O presidente Luiz Inácio Lula da Silva afirmou neste sábado (22) que pretende recuperar a indústria de defesa brasileira caso seja reeleito e cobrou uma resposta dos Estados Unidos diante do poderio militar exibido pelo presidente Donald Trump. A promessa, feita em um ato de campanha no Rio de Janeiro, recoloca no debate a possibilidade de ampliar investimentos públicos em equipamentos, tecnologia e capacidade de proteção das fronteiras brasileiras.
Lula rejeita resposta bélica, mas defende mais investimento
Durante o discurso em Bangu, na zona oeste do Rio, Lula disse estar cansado de ver Vladimir Putin fazer guerra e criticou Trump por se vangloriar de possuir “o maior navio do mundo”, “o maior foguete do mundo” e “a maior bomba do mundo”. Ao cobrar uma resposta dos Estados Unidos, o presidente afirmou que o caminho brasileiro não deve ser provocar conflitos.
Na visão apresentada por Lula, o Brasil precisa fortalecer suas Forças Armadas para ser respeitado internacionalmente, mas sem adotar uma política de confronto. Ele disse que “a melhor arma” do país é o orgulho do povo brasileiro, associando a recuperação da indústria de defesa à soberania nacional e à capacidade de proteger o território.
Extensão das fronteiras sustenta argumento do presidente
Lula citou a extensão das fronteiras brasileiras como justificativa para os investimentos. O país tem 16.800 quilômetros de fronteiras terrestres, segundo o presidente, extensão superior a cinco vezes os cerca de 3.000 quilômetros da fronteira entre Estados Unidos e México.

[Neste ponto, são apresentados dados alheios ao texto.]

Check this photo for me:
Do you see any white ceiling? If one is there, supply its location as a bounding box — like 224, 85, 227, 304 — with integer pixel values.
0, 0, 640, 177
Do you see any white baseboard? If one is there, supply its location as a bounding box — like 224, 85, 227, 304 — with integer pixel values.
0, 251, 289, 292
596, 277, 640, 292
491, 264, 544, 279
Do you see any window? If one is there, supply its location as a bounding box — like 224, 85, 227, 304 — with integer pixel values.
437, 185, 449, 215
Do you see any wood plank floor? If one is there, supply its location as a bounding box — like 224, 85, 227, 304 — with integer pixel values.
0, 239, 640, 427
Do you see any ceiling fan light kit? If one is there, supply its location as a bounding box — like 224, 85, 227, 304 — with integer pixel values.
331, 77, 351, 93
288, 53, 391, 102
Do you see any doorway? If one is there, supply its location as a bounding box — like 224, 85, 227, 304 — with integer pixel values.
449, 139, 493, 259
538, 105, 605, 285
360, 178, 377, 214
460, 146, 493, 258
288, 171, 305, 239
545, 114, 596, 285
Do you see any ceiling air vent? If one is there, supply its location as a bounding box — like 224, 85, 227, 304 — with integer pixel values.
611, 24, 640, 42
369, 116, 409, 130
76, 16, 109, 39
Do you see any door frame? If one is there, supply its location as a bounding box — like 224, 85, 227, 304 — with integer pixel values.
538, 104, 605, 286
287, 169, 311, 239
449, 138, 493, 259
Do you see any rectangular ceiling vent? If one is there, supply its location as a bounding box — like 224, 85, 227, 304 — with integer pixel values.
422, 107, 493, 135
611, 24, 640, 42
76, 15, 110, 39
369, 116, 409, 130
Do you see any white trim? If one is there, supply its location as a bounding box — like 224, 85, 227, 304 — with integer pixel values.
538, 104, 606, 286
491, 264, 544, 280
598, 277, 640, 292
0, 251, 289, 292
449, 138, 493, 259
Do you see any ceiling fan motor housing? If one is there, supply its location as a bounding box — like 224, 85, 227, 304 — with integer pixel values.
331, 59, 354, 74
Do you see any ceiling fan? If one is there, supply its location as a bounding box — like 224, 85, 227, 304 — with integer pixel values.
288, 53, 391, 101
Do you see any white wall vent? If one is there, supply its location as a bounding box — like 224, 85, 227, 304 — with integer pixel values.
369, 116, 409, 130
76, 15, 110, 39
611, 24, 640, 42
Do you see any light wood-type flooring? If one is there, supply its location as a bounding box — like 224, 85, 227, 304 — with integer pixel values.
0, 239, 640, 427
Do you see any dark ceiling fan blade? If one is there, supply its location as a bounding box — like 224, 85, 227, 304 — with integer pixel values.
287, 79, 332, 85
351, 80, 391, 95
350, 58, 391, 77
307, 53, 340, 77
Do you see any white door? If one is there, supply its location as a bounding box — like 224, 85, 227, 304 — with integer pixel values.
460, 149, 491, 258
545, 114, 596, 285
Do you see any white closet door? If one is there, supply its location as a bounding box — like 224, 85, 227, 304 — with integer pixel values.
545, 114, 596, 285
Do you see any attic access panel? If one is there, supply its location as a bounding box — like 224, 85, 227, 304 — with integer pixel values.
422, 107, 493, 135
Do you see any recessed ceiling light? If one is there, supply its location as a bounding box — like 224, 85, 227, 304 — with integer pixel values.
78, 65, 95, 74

Na prática, uma política de fortalecimento da indústria de defesa pode envolver encomendas governamentais, desenvolvimento de tecnologia e produção nacional de veículos, sistemas de monitoramento e equipamentos militares. Esses gastos saem do orçamento público e podem estimular empresas e empregos especializados, mas também disputam recursos com outras áreas e dependem de definição de prioridades e fontes de financiamento.
Promessa faz parte de plano mais amplo para eventual novo mandato
A recuperação da indústria de defesa foi apresentada dentro de um conjunto de prioridades para um eventual novo mandato. Lula também prometeu uma “revolução energética”, com investimentos em energia eólica, solar e hidrogênio verde, além de uma política de inteligência artificial “falando em português”.
O presidente ainda defendeu maior participação do governo federal na segurança pública. Como não foram apresentados valores, cronogramas ou projetos específicos para a indústria de defesa, os efeitos econômicos da promessa dependeriam de sua transformação em programas, contratos e dotações orçamentárias.
Declaração ocorre após conversa com Donald Trump
O discurso ocorreu um dia depois de Lula telefonar para Trump. Os dois presidentes discutiram a guerra na Ucrânia e o conflito no Oriente Médio, temas que ampliam a pressão internacional por posicionamentos diplomáticos e também colocam em evidência a capacidade militar das principais potências.
Lula voltou a defender uma reunião extraordinária do Conselho de Segurança da Organização das Nações Unidas para buscar soluções diplomáticas para as crises. A proposta já havia sido apresentada por ele ao presidente chinês Xi Jinping e ao líder russo Vladimir Putin.
O que a promessa significa para a economia e para quem investe
No curto prazo, a declaração não altera automaticamente juros, inflação ou preços de ativos, porque ainda não há medidas concretas nem estimativa de gastos. Para investidores, o ponto central será acompanhar se a promessa avançará para um plano com orçamento, compras governamentais e participação de empresas brasileiras.
Se implementada, uma expansão da indústria de defesa poderia beneficiar segmentos industriais e tecnológicos, além de criar empregos qualificados. Ao mesmo tempo, o impacto sobre as contas públicas dependeria do tamanho dos investimentos e da forma de financiamento. O próximo passo será verificar se o tema aparece em propostas formais de campanha e no planejamento orçamentário de um eventual novo governo.